Os três países (Estados Unidos, Reino Unido e Noruega) que se envolveram em mediações de conflitos sudaneses anteriores afirmaram que "as ações dos militares são uma traição à revolução e transição" iniciada há mais de dois anos.
Para aumentar a pressão sobre os golpistas, o governo dos Estados Unidos anunciou a suspensão de uma ajuda de 700 milhões de dólares destinada à transição, que deveria levar o país do leste da África, um dos mais pobres do mundo, às primeiras eleições livres após três décadas de ditadura de Omar al Bashir.
O Conselho de Segurança da ONU também deve se reunir nesta terça-feira para abordar a questão, enquanto manifestantes e analistas consideram que um retorno ao poder absoluto dos militares é cada vez mias factível.
Até o momento, as missões diplomáticas em Cartum e os pedidos da comunidade internacional não surtiram efeito.
O primeiro-ministro Abdala Hamdok, sua esposa e os demais ministros e integrantes do Conselho Soberano (a autoridade de transição) foram detidos e permanecem em locais não revelados.

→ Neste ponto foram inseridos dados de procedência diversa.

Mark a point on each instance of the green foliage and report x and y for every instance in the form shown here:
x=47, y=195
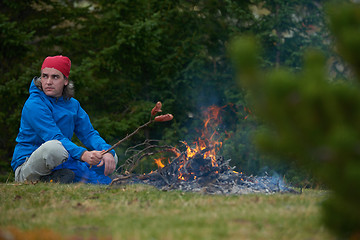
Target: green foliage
x=311, y=120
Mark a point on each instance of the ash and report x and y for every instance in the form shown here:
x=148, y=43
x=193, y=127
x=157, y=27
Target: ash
x=199, y=174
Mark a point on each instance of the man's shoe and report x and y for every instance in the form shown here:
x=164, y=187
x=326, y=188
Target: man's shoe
x=59, y=176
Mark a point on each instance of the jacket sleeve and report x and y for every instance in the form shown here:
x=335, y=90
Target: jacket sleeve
x=39, y=117
x=87, y=134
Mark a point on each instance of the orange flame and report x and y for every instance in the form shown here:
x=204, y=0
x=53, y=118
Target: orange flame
x=159, y=163
x=207, y=140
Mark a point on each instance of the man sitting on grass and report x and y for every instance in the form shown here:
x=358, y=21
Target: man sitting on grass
x=50, y=117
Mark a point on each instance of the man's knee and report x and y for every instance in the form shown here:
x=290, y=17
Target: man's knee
x=54, y=153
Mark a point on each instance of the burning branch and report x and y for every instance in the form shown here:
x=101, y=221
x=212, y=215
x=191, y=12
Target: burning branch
x=147, y=150
x=154, y=111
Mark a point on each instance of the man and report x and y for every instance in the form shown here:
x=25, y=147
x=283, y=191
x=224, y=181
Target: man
x=50, y=117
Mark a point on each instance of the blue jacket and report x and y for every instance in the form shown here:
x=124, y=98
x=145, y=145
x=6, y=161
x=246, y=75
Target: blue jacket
x=47, y=118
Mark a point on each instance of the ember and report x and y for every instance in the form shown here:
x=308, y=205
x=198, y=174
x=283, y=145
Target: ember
x=199, y=169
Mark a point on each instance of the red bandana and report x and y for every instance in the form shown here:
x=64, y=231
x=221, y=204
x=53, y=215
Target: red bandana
x=61, y=63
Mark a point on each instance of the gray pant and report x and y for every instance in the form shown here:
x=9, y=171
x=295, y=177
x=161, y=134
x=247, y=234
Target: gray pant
x=48, y=156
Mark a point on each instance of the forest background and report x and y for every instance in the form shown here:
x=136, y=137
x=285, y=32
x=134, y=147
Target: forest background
x=127, y=55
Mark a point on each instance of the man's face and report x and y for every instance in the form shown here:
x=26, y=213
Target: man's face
x=53, y=82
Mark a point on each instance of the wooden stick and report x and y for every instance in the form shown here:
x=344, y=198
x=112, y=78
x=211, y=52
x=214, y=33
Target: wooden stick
x=128, y=136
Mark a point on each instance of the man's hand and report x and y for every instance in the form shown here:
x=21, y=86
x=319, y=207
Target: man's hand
x=92, y=157
x=109, y=161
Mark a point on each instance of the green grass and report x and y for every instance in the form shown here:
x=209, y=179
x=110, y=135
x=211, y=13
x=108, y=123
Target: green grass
x=143, y=212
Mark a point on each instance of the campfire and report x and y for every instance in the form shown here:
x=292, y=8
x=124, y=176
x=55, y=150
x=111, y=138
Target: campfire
x=197, y=168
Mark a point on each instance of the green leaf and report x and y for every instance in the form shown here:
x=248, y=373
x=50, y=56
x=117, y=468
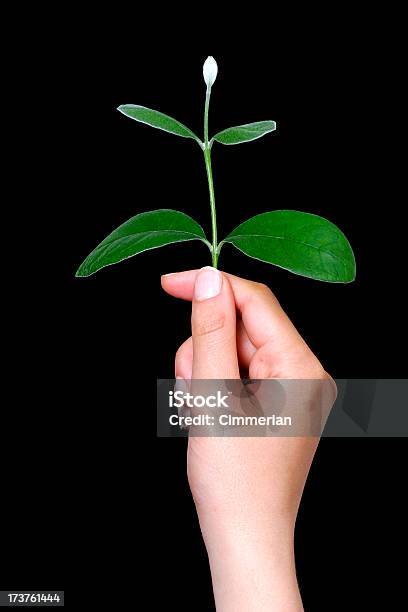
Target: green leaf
x=148, y=230
x=303, y=243
x=157, y=120
x=245, y=133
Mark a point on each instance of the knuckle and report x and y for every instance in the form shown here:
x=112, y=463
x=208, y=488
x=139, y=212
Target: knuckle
x=261, y=367
x=203, y=327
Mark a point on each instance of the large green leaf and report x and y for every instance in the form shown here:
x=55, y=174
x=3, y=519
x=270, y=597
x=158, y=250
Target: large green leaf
x=148, y=230
x=300, y=242
x=157, y=120
x=245, y=133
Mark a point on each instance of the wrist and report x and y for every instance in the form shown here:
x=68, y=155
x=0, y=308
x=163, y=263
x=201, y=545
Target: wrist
x=252, y=564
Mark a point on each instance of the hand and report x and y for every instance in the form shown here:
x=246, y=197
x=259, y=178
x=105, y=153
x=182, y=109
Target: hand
x=246, y=490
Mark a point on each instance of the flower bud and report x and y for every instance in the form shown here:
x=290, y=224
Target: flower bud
x=210, y=70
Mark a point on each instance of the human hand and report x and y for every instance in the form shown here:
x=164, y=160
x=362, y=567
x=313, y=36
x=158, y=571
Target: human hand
x=246, y=490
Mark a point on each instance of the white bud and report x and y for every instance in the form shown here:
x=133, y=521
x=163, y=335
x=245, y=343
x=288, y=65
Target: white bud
x=210, y=70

Desobediência e barricadas
Apenas Moscou não seguiu as críticas e atribuiu o golpe a "uma política equivocada e à interferência estrangeira" no país, onde Rússia, Turquia, Estados Unidos e Arábia Saudita disputam a influência atraídos por seus estratégicos portos no Mar Vermelho.
Os ativistas pró-democracia anunciaram uma "greve geral" e "desobediência civil" contra o golpe do general Burhan, que prometeu formar um governo "competente" em breve e seguir com a transição para eleições livres.
Com várias bandeiras do país, milhares de sudaneses tomaram as ruas de Cartum para entender o que acontecia, pois a capital estavam sem internet e serviço de telefonia.
Para os manifestantes, a missão é "salvar" a revolução que derrubou Bashir em 2019, após uma repressão que matou 200 pessoas.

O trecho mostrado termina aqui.